Assim sendo, essa característica marcante do Sistema Penal se mostra contrária ao

Estado Democrático de Direito, preconizado pela Constituição Federal de 1988, em seu art.

1º, caput, além de, flagrantemente, violar os direitos fundamentais de isonomia e dignidade da

pessoa humana, resultando numa aplicação arbitrária da lei.

Além de seletivo, o sistema também se mostra repressivo e estigmatizante. Ao operar

desta maneira, o Sistema Penal acaba criando no imaginário da população e das agências de

controle um estereótipo de criminoso, que deve ser combatido a todo custo, já que será este o

inimigo da sociedade, devendo, portanto ser extirpado do seio social.
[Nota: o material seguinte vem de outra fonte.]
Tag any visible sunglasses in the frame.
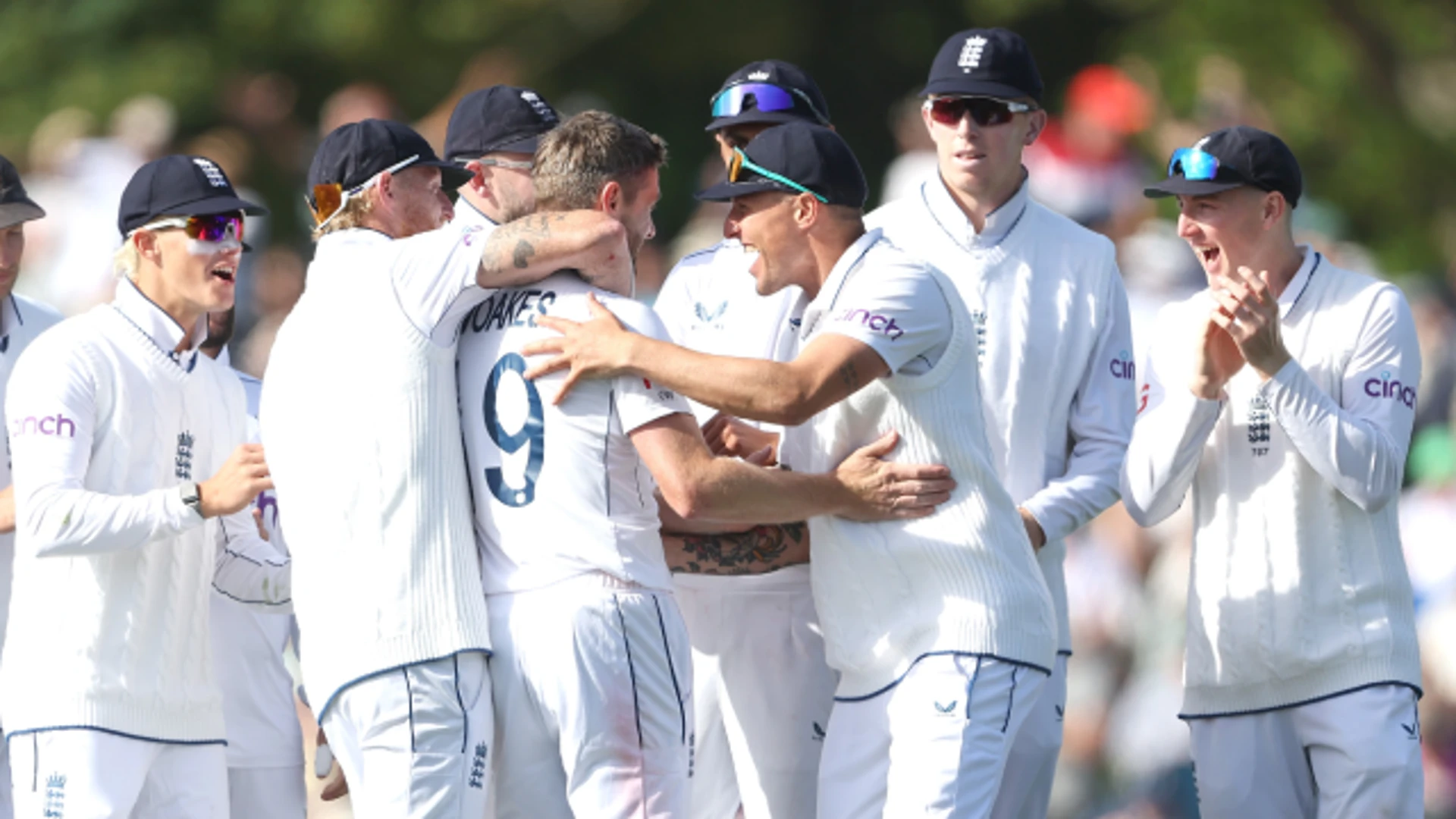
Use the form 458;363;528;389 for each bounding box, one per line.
728;147;828;204
306;153;419;229
1168;147;1219;182
924;96;1037;128
133;213;243;242
712;83;828;125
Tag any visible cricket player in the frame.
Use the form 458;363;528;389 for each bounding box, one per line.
460;111;951;819
0;156;290;817
261;120;630;819
0;156;61;819
526;122;1057;819
652;60;839;819
1122;125;1424;819
446;86;560;229
201;310;309;819
864;29;1136;819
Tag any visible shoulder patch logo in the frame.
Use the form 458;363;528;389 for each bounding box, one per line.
693;302;728;324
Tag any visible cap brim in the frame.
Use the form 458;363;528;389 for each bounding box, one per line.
1143;177;1244;199
0;199;46;228
703;111;823;131
182;190;268;217
695;179;798;202
412;158;475;191
920;77;1040;102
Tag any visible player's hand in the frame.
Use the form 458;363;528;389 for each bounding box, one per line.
198;443;272;517
0;484;14;535
521;293;636;403
834;431;956;522
1211;267;1290;381
313;726;350;802
703;413;779;466
1188;300;1244;400
1016;506;1046;551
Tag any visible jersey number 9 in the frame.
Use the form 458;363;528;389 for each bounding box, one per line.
481;353;546;506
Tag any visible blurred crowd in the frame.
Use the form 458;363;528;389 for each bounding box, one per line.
13;49;1456;819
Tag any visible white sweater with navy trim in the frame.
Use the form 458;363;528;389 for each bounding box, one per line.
0;290;290;743
1121;248;1421;718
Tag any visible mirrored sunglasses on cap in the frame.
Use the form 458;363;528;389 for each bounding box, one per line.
712;83;828;125
304;153;419;229
728;147;828;204
127;212;243;242
924;96;1037;128
1168;147;1219;182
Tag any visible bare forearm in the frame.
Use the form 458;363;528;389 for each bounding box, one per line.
663;523;810;574
628;335;812;425
476;212;632;293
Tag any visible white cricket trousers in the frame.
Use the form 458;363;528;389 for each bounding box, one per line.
486;573;693;819
228;765;309;819
818;654;1046;819
9;729;228;819
674;566;839;819
323;651;495;819
992;654;1067;819
1188;685;1426;819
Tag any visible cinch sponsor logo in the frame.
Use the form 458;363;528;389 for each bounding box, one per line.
10;413;76;438
834;307;905;341
1111;350;1138;381
1366;370;1415;410
466;290;556;332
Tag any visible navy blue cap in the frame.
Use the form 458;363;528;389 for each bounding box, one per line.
703;60;828;131
1143;125;1304;207
446;86;560;162
309;120;470;204
0;156;46;228
698;121;869;207
920;29;1041;103
117;153;268;236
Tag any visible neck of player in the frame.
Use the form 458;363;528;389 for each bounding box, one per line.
131;272;206;353
940;162;1027;233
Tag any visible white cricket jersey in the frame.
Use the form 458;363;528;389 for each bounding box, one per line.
0;294;61;679
652;239;807;419
782;231;1057;698
209;370;303;768
864;175;1136;653
1122;246;1421;717
457;272;690;593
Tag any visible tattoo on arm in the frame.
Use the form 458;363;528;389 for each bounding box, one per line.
511;239;536;270
668;523;808;574
481;213;566;277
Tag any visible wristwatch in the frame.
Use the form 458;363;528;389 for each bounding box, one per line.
177;481;206;517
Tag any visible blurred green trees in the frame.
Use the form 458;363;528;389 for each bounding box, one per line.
0;0;1456;272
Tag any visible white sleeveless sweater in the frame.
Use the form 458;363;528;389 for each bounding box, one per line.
785;250;1057;698
259;236;491;718
0;305;246;743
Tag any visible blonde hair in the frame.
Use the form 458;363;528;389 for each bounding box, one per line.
532;111;667;210
313;191;374;242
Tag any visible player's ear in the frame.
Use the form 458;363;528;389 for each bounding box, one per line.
1025;108;1046;146
464;158;486;196
597;179;622;215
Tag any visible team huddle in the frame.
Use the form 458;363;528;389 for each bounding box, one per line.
0;22;1423;819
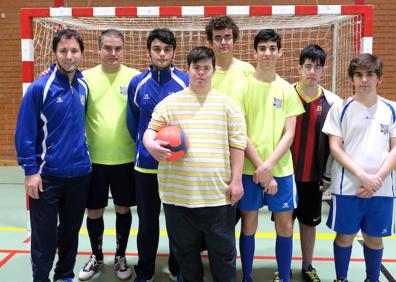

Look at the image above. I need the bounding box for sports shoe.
[301,265,320,282]
[273,269,292,282]
[78,255,103,281]
[134,276,154,282]
[114,256,133,280]
[168,273,184,282]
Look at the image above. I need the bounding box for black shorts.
[293,181,323,226]
[87,163,136,209]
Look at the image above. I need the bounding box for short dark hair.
[52,28,84,53]
[205,16,239,42]
[300,44,326,67]
[254,29,282,51]
[147,28,176,50]
[348,53,384,78]
[187,46,216,68]
[98,28,124,49]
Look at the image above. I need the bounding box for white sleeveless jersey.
[323,97,396,197]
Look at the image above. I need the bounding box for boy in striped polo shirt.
[143,47,246,281]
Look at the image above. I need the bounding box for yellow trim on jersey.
[235,75,304,177]
[83,65,139,165]
[135,166,158,174]
[212,59,254,96]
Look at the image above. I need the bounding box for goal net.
[29,8,362,97]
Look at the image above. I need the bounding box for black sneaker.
[301,265,320,282]
[273,269,292,282]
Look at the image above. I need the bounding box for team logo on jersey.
[80,95,85,106]
[120,86,128,96]
[380,123,389,134]
[282,203,289,209]
[316,105,323,116]
[272,97,282,109]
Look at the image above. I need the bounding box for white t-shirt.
[323,97,396,197]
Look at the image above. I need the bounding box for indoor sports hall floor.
[0,167,396,282]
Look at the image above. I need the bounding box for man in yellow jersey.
[205,16,254,95]
[236,29,304,282]
[206,16,254,232]
[143,47,246,282]
[79,29,139,280]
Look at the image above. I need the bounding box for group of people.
[15,13,396,282]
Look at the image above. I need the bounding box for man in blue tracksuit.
[127,28,188,282]
[15,29,91,282]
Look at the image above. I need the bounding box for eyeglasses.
[151,46,173,54]
[213,34,233,43]
[303,64,323,71]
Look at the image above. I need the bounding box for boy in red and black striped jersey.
[291,45,341,281]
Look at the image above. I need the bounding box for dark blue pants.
[29,175,90,282]
[163,204,236,282]
[135,171,180,280]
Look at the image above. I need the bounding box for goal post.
[21,5,373,97]
[20,5,373,229]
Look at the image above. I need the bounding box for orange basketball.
[155,126,189,161]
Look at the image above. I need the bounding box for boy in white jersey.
[236,29,304,282]
[143,47,246,282]
[323,54,396,282]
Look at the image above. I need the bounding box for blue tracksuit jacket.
[15,65,91,178]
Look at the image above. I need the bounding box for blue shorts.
[238,174,297,212]
[327,195,395,237]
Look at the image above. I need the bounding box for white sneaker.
[168,273,177,282]
[114,256,133,280]
[78,255,103,281]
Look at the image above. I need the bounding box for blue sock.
[275,235,293,282]
[239,233,255,282]
[363,245,384,282]
[333,241,352,279]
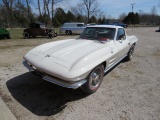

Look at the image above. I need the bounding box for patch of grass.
[8,28,24,39]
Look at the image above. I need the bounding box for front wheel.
[81,65,104,94]
[126,45,134,61]
[47,32,54,38]
[23,32,30,39]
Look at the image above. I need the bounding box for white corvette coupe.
[23,25,138,94]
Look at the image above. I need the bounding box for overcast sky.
[57,0,160,18]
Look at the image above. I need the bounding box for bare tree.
[71,3,84,16]
[82,0,98,22]
[2,0,14,28]
[37,0,42,17]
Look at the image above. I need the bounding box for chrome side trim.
[22,61,35,71]
[42,76,87,89]
[22,61,87,89]
[104,54,127,73]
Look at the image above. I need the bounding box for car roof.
[87,25,123,28]
[31,22,44,25]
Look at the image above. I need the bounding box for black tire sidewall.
[81,65,104,94]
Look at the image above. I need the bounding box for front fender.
[69,48,112,77]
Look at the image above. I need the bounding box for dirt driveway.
[0,27,160,120]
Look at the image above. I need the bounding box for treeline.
[0,0,105,28]
[0,0,160,28]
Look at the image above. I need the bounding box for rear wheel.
[7,35,11,39]
[69,30,72,35]
[65,30,69,35]
[23,32,30,39]
[81,65,104,94]
[126,45,134,61]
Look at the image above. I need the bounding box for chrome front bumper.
[23,61,87,89]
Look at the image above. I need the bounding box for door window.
[116,28,126,40]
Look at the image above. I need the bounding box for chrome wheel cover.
[89,67,103,89]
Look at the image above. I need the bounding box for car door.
[115,28,130,60]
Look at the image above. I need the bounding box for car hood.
[39,40,104,62]
[24,39,108,80]
[24,39,106,68]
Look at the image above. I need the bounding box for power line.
[131,3,136,12]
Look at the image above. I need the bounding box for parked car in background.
[23,22,57,38]
[60,22,86,35]
[0,28,11,39]
[113,22,128,28]
[87,23,97,26]
[23,25,138,94]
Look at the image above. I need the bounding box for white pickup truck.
[23,25,138,94]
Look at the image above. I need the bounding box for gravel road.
[0,27,160,120]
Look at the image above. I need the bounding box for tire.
[125,45,135,61]
[23,32,30,39]
[69,30,72,35]
[54,33,57,37]
[47,32,54,38]
[81,64,104,94]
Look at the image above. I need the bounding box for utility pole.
[131,3,136,13]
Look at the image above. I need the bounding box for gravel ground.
[0,27,160,120]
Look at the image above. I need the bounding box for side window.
[116,28,126,40]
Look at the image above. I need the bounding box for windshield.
[80,27,116,41]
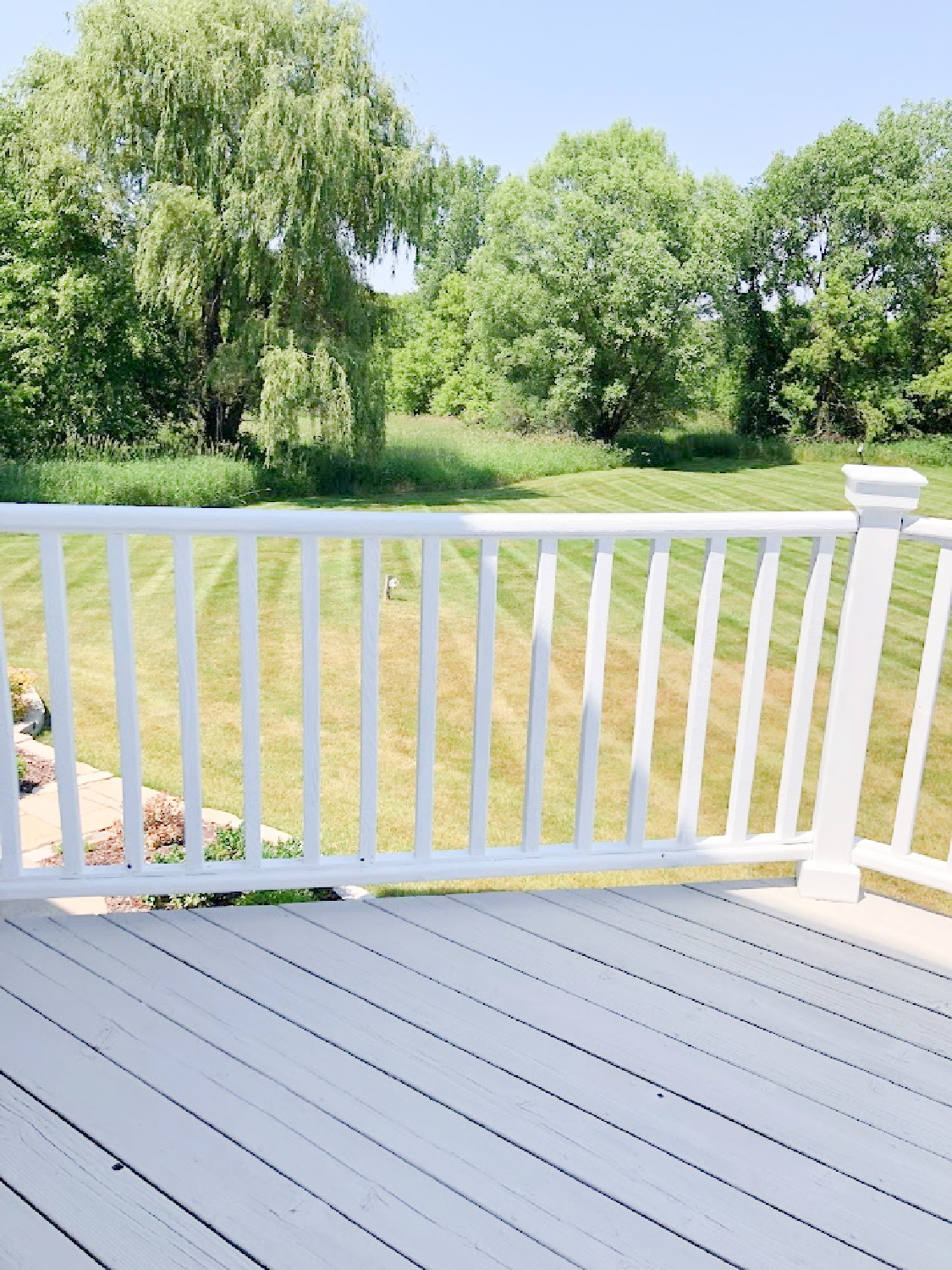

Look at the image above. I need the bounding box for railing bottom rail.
[0,833,812,901]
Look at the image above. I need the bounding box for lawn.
[0,462,952,909]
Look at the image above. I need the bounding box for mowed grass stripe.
[0,464,952,889]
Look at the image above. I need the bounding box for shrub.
[146,825,337,908]
[7,665,37,723]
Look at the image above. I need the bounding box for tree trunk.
[202,273,245,446]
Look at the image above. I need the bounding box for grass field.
[7,464,952,909]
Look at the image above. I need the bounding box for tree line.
[391,103,952,441]
[0,0,952,459]
[0,0,434,456]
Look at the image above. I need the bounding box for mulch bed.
[17,749,56,798]
[43,794,218,914]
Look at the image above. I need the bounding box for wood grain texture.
[0,888,952,1270]
[0,1077,253,1270]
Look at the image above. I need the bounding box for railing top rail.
[903,516,952,546]
[0,503,857,538]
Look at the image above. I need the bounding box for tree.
[23,0,431,450]
[720,104,952,439]
[469,121,698,441]
[415,159,499,306]
[0,99,193,457]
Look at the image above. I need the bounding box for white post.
[797,464,928,902]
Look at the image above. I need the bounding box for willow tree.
[25,0,429,450]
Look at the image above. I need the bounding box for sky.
[0,0,952,290]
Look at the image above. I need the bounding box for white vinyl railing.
[0,467,952,899]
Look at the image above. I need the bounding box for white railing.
[0,467,952,899]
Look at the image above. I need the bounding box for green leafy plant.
[146,825,327,908]
[7,665,37,723]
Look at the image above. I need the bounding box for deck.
[0,884,952,1270]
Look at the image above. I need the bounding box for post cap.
[843,464,929,512]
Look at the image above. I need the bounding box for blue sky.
[0,0,952,287]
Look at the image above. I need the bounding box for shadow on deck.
[0,884,952,1270]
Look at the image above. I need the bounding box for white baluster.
[625,538,672,851]
[301,538,322,863]
[0,592,22,881]
[40,533,85,878]
[470,538,499,856]
[238,533,261,869]
[776,533,837,842]
[172,533,205,873]
[414,538,441,860]
[522,538,559,853]
[106,533,146,873]
[797,464,927,901]
[360,538,381,863]
[575,538,614,851]
[891,548,952,856]
[728,535,781,845]
[677,535,728,848]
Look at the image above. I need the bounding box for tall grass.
[0,455,259,507]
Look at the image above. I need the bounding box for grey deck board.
[0,1183,101,1270]
[449,893,952,1097]
[0,888,952,1270]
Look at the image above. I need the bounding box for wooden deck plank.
[158,906,949,1264]
[0,930,564,1270]
[0,1179,103,1270]
[556,886,952,1059]
[459,892,952,1107]
[104,909,852,1265]
[691,879,952,980]
[335,893,952,1161]
[0,952,416,1270]
[7,889,952,1270]
[13,921,685,1270]
[0,1076,254,1270]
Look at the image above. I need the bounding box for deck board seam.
[261,914,952,1214]
[96,914,762,1270]
[179,906,924,1270]
[0,1062,269,1270]
[10,919,597,1270]
[531,893,952,1062]
[680,881,952,986]
[0,1173,114,1270]
[353,901,952,1161]
[612,883,952,1021]
[0,985,426,1270]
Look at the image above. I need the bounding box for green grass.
[0,462,952,914]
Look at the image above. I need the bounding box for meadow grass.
[0,416,625,507]
[377,414,626,492]
[0,462,952,914]
[0,455,259,507]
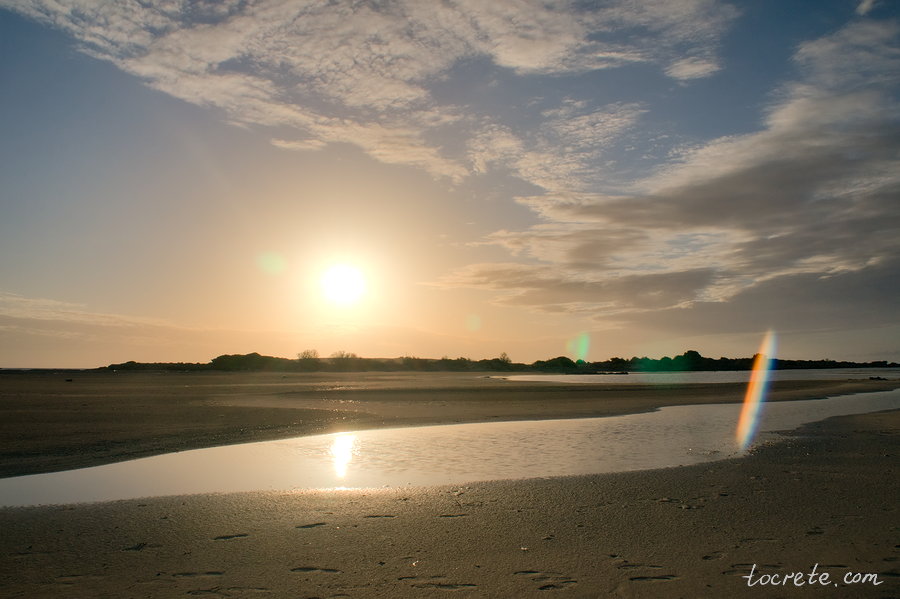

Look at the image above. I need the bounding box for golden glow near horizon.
[319,264,366,306]
[736,331,775,451]
[331,433,356,478]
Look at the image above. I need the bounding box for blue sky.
[0,0,900,367]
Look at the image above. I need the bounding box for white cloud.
[0,0,736,184]
[666,58,720,80]
[444,17,900,316]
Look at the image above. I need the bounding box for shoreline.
[0,373,900,477]
[0,410,900,599]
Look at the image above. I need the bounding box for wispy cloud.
[444,21,900,318]
[0,0,737,184]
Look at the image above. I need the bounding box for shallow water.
[0,390,900,506]
[506,368,900,385]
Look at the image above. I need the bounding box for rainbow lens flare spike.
[736,331,775,451]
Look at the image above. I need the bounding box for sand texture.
[0,372,900,477]
[0,372,900,599]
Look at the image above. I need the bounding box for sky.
[0,0,900,368]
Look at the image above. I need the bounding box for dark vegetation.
[102,350,900,374]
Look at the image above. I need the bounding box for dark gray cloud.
[448,21,900,330]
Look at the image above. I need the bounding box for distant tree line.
[102,349,900,374]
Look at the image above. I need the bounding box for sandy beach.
[0,373,900,598]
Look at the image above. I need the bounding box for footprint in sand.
[213,532,250,541]
[291,566,341,574]
[513,570,578,591]
[628,574,678,582]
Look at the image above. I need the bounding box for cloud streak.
[444,21,900,319]
[0,0,737,181]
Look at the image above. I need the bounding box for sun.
[319,264,366,306]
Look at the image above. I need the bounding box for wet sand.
[0,375,900,598]
[0,412,900,598]
[0,372,900,477]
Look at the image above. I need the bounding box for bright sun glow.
[321,264,366,306]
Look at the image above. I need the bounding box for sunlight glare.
[331,433,356,478]
[320,264,366,306]
[736,331,775,451]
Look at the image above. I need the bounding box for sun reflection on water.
[331,433,356,478]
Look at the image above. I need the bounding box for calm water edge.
[0,386,900,506]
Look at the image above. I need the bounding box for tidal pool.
[0,389,900,506]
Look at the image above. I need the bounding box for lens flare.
[736,331,775,451]
[566,333,591,360]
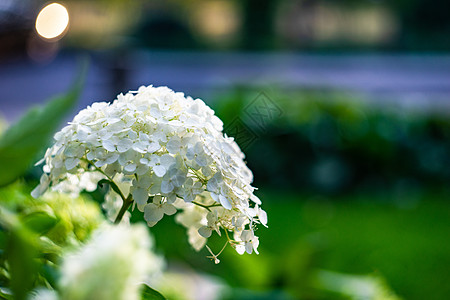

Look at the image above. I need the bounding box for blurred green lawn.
[145,189,450,299]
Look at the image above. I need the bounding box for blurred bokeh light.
[36,3,69,40]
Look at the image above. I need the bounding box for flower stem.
[114,194,133,224]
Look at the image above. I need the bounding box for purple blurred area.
[0,0,450,121]
[0,51,450,121]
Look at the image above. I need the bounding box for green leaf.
[141,284,166,300]
[6,228,38,300]
[0,287,14,300]
[23,211,58,235]
[0,59,87,186]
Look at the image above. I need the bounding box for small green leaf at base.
[141,284,166,300]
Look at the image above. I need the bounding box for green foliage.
[0,60,86,186]
[214,87,450,194]
[142,284,166,300]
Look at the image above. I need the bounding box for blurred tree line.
[135,0,450,51]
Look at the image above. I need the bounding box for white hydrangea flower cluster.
[33,86,267,253]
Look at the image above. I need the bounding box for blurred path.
[0,51,450,120]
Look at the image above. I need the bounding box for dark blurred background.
[0,0,450,299]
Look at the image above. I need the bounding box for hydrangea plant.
[32,86,267,263]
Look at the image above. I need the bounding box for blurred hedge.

Com isso, o que se verifica é a presença do que Jakobs chama de “Direito Penal do

Inimigo” emergindo no controle punitivo, que busca a punição do indivíduo pela que ele

representa e não pelo crime que efetivamente comete, o que se mostra diametralmente oposto

ao “Direito Penal do Fato”, que é o que deve vigorar no Estado Democrático de Direito.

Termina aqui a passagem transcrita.